Afya House, the headquarters of the Ministry of Health, on October 28, 2016. PHOTO | JEFF ANGOTE | NATION MEDIA GROUP

What you need to know:

  • At the heart of the Afya House scandal is a silent contest between the national and county governments regarding their respective mandates in the management of healthcare in the country.

  • To be sure, the Constitution is not to blame, as it unambiguously vests all healthcare responsibilities on county governments, making this a devolved mandate.

I am grateful to be back on this column after taking a break to mourn my mother, Peris Nyaboke, who passed away recently.

In the short period that my mother has been gone, and despite the incredible kindness of the people around me, I am experiencing the full meaning of the words by Cardinal Mermillod who wrote “a mother is she who can take the place of all others but whose place no one else can take”.

My mother’s death, coinciding with the revelation of a major financial scandal affecting the Ministry of Health, has given me new insights into the value of life and, therefore, also a sense as to how unacceptable it is that corruption in the management of healthcare continues to blight the lives of the poorest people in the country.

At the heart of the Afya House scandal is a silent contest between the national and county governments regarding their respective mandates in the management of healthcare in the country. To be sure, the Constitution is not to blame, as it unambiguously vests all healthcare responsibilities on county governments, making this a devolved mandate. Why, then, should there still be a contest?

Two reasons explain the on-going problem. The first is a habit on the part of the national government not to let go of anything that it is capable of retaining control over, an impulse that was responsible for killing regionalism under the 1963 Constitution.

With a unitary government under the previous Constitution, the centre was the sole actor in the management of healthcare in the country, a situation that was brought to an end under the new Constitution.

PROVED DIFFICULT

The ability to let go of this function has proved difficult for the national government. This same problem afflicts the management of functions that were previously under the national government, and which the Constitution vested in independent commissions. The management of policing is a good example.

Second, because county governments are still only young things, they face undeniable capacity challenges in the management of their mandates, including healthcare. These circumstances provide an easy excuse, if not a reason, for the national government to continue holding onto its control over the management of the health functions in the country.

The politics of the management of healthcare is that the national government is pursuing a policy of deliberately undermining the constitutional arrangements on healthcare, ultimately to create a justification that health services should revert to the national government.

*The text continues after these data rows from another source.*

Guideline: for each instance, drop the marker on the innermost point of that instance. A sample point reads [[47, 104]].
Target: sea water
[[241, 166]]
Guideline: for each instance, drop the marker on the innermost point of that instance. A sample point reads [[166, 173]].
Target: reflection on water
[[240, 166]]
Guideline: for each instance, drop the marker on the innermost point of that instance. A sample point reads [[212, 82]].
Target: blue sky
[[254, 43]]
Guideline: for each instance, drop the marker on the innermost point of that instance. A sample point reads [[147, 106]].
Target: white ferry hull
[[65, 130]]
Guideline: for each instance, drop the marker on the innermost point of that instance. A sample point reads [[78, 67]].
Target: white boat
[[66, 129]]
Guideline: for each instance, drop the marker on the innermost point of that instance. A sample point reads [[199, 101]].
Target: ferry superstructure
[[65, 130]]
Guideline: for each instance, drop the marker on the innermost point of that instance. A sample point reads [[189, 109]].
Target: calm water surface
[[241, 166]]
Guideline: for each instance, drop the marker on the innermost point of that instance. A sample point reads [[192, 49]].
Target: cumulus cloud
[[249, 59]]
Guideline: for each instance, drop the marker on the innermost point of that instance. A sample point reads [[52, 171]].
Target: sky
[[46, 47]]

Thus there is a mismatch between the legal and the political over the management of healthcare. While the legal mandate is vested in county governments, in practice, the national government remains the driver of healthcare issues.

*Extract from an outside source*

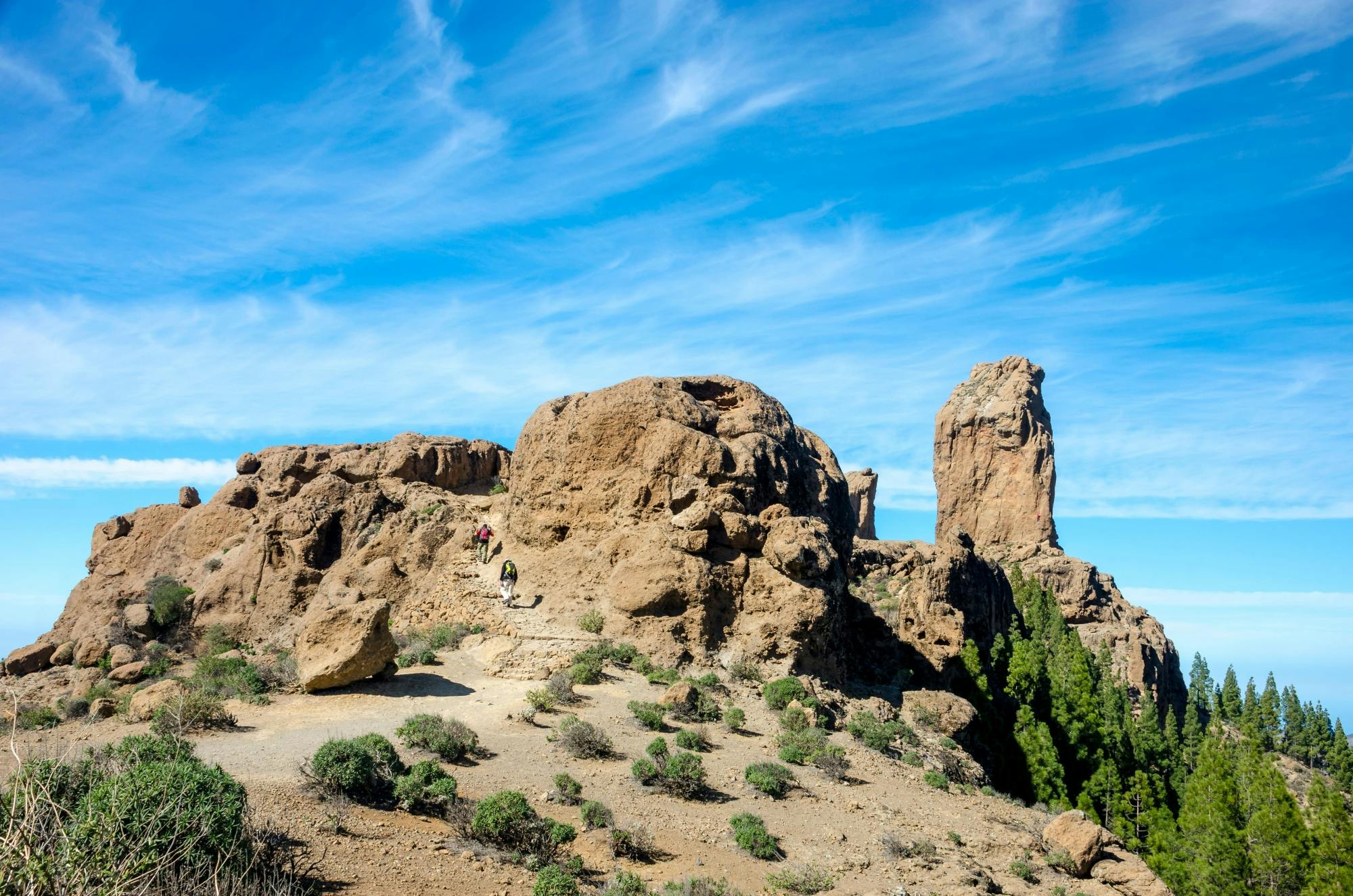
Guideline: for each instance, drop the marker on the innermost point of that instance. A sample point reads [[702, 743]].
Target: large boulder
[[696, 508], [344, 644], [1128, 873], [145, 701], [864, 488], [24, 661], [995, 478], [1079, 836]]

It is these circumstances that led to the problems at Afya House when the national government put in place arrangements that have now become a scandal.

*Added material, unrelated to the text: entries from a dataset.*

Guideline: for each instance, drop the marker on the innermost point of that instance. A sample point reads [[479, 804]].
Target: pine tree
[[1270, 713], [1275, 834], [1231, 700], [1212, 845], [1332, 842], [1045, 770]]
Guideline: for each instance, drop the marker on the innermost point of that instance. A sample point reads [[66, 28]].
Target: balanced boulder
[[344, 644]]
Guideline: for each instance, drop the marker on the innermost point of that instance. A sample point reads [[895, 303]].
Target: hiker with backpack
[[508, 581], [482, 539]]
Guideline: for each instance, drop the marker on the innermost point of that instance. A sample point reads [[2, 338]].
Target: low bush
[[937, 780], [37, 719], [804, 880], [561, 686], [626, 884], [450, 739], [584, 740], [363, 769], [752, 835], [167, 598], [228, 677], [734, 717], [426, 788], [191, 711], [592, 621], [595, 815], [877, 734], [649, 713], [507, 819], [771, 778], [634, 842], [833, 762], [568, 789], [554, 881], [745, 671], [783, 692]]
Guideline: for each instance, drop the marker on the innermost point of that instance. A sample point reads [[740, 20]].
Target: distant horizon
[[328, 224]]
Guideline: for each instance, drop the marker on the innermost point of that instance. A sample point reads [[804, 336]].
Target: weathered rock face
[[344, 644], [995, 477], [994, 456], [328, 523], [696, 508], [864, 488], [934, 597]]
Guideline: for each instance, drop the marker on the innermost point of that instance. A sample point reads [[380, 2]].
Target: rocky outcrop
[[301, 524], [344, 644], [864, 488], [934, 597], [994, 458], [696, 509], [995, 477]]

A clear difficulty in the relationship between the two levels of government regarding healthcare is the lack of a focal entity that represents or negotiates with the national government on behalf of the county governments. In law, and in fact, each county government is a separate and independent entity in any negotiations with the national government.

SEPARATE NEGOTIATIONS

However, since it may not be practicable for each of the 47 county governments to maintain separate negotiations with the national government, it would be appropriate to have a focal entity, outside the Council of Governors, to address the relations between the two levels of government. Such an arrangement would foster responsibility, increase efficiency and also provide the leverage that county governments currently lack when engaging on healthcare issues.

A second problem has been a lack of publicly-available information on the substance of healthcare arrangements. Up to now, the contents of the alleged agreement by the national government for the leasing of health equipment by county governments is not publicly available and is only talked about in conjecture. It should be possible for the public to scrutinise the contents of such an important agreement. Further, the various agreements that are the subject of the Afya House scandal are only referred to in the audit documents but are not otherwise publicly available.

A framework law on the management of the relationship between the two levels of government regarding the provision of healthcare would provide for the parameters under which negotiations can be carried out and should also oblige the highest levels of transparency in the management of that relationship.

Thirdly, there is currently no organised demand at the grassroots level for county governments to improve their performance. This means that they lack any pressure to improve.

DENYING LOSS

The government has reacted to the Afya House scandal by denying that money was lost, promising to investigate and bring accountability and, thirdly, levelling its own accusations that malevolent people bent on tarnishing the good name of the government have, yet again, created an imaginary scandal. None of these reactions is new and is what the government does every time a corruption scandal emerges. The government has also shown great keenness in suppressing dissent on the Afya House scandal, coming down heavily on street protests that were planned against the scandal.

None of these actions are consistent with the rhetoric within Jubilee that the government is committed to fighting corruption.

Since many of us love the people who are closest to us, and feel deep pain when they become ill or suffer death, especially under avoidable situations, the Afya House scandal, a crime against the most vulnerable, should motivate the highest levels of public outrage, and popular action against corruption.